We had the opportunity to connect with Amit Ganjoo, founder and CEO of ANRA Technologies, for an exclusive interview about the specifics of the deal and the future of drone delivery in general.

“This is a pilot program which will collect data and metrics that will help define the regulatory framework for BVLOS. This is the beginning of regular food and medical distribution in the largest democracy in the world,” Amit said with enthusiasm. “Since June 16th, we have performed over 20 hours of actual BVLOS delivery operations in India.”

These BVLOS delivery operations are facilitated through ANRA’s exclusive technologies SmartSkies CTR and SmartSkies DELIVERY platforms. This is a coordinated, scalable, and highly adaptable family of software services. Specifically, SmartSkies provides execution and management of UAV operations in controlled and uncontrolled airspace, guaranteeing the safety of the Indian National Airspace and making sure there is a seamless integration into the country’s legacy Air Traffic Control systems (ATC).

“We incorporate international standards in our micro-services architecture that allow our low altitude airspace management platform for drones to easily scale and adapt to any region in the world,” Amit said. “This includes mission planning, strategic deconfliction, tracking and monitoring, constraints management, authorization, and registration. Smartskies CTR allows competent authorities to access data while ensuring privacy and data protection of the participants.”

When we talked about the resistance or reticence from the regulators to authorize these kinds of flights, Amit was ready to respond.

“We went through a rigorous and extensive process that proved to the DGCA that our technology supported BVLOS operations that complied with their safety standards,” said Amit. “And even though these initial flights are performed with ground observers and extra precautions, the technology is there for a full autonomous deployment. But of course, it’s better to have a crawl-walk-run approach when it comes to innovation in any aspect of aviation.”

Then the conversation turned to the issue of the differences between implementing this kind of service in the USA and India. During this point in the conversation, Amit made a particularly striking point.

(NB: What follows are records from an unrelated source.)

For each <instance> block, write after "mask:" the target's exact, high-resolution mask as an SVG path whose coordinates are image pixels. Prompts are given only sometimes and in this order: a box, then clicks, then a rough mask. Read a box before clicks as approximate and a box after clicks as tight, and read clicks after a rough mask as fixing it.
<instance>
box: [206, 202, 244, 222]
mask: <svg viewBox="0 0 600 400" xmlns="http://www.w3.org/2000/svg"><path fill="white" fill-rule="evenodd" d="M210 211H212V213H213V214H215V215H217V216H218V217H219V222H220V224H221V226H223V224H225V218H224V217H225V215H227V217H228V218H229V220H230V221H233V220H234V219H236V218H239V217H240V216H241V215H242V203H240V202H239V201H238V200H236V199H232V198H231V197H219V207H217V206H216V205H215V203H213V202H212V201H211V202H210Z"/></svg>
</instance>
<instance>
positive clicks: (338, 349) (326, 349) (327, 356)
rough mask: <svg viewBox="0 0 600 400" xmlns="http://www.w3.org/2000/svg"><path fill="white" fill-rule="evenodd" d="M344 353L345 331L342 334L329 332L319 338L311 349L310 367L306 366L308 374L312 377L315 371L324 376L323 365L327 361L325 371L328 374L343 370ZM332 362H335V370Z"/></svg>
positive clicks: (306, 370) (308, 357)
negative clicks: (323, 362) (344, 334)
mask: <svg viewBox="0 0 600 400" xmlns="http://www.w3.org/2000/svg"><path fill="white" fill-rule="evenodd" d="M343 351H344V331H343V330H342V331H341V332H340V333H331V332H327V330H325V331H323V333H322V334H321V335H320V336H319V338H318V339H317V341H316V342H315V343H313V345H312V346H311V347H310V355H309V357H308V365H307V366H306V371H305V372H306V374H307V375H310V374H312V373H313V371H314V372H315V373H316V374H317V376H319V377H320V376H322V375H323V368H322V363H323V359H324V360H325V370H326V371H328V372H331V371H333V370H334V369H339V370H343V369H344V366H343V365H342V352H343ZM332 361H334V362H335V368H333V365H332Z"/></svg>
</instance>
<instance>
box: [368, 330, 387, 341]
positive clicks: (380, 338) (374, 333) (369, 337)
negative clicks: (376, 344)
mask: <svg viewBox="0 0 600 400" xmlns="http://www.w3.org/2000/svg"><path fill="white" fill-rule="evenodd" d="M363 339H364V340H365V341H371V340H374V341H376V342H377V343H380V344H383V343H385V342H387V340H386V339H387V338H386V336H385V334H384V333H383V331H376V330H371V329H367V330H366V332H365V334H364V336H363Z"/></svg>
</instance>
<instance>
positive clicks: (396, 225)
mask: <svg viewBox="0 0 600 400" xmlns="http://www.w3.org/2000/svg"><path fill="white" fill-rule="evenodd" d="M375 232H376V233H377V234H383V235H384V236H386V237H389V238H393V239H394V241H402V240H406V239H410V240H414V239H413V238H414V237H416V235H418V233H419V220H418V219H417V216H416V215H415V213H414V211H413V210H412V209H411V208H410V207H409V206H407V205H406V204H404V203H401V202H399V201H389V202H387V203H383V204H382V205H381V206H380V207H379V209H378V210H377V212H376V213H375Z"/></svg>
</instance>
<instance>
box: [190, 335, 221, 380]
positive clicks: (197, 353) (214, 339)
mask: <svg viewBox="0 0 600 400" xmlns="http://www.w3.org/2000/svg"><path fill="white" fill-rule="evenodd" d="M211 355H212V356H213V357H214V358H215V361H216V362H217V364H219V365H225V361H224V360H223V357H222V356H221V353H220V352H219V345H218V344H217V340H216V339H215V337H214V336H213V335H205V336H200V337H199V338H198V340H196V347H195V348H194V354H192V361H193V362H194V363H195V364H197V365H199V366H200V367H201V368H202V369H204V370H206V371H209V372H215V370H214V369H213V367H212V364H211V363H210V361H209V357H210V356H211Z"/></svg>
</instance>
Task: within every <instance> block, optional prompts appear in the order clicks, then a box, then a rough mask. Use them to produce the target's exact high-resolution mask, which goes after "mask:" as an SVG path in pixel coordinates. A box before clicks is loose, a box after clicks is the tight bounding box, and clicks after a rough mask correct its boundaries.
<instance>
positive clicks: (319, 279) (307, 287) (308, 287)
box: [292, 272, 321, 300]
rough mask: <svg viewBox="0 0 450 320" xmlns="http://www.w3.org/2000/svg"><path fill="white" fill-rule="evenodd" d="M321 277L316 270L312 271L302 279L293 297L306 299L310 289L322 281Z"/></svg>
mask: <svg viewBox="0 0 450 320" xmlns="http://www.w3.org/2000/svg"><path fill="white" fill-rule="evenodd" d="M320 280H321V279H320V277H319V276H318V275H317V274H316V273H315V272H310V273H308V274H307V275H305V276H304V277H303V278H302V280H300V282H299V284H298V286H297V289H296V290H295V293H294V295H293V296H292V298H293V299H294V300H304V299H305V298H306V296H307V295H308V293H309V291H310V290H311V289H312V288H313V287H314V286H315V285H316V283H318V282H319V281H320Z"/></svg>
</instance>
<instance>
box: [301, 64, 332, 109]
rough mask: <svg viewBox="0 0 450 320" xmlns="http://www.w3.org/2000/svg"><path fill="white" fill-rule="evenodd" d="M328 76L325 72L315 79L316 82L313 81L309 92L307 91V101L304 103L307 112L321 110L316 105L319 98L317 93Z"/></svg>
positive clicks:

“In India there’s the issue of an immediate and close-by foreign threat, which in the USA is not necessarily a factor,” he explained. “Therefore, we need to address the issue of remote ID and provide the service with extra layers of security that would assure accurate identification of aerial vehicles in order to prevent illegal trespassing over Indian airspace.”

One of the key aspects of any integration of manned and unmanned aircraft in controlled airspace is the tight coordination with existing ATC services, without necessarily adding workload to human air traffic controllers. We encouraged Amit to explain how they managed to guarantee this integration in the case of India.

“Using our field proven technology SmartSkies, we created an environment of tight cooperation between UTM and ATC without requesting live human intervention in the management of low-altitude small UAVs,” Amit explained. “This will allow Swiggy and any other distribution service to, eventually, deliver packages BVLOS at a fraction of the cost and faster than any other method.”

For the past few years, we have been hearing about tests and more tests. With this announcement by ANRA and Swiggy, finally we can see the industry inching toward real deliveries in real time in an effort to become a mainstream service.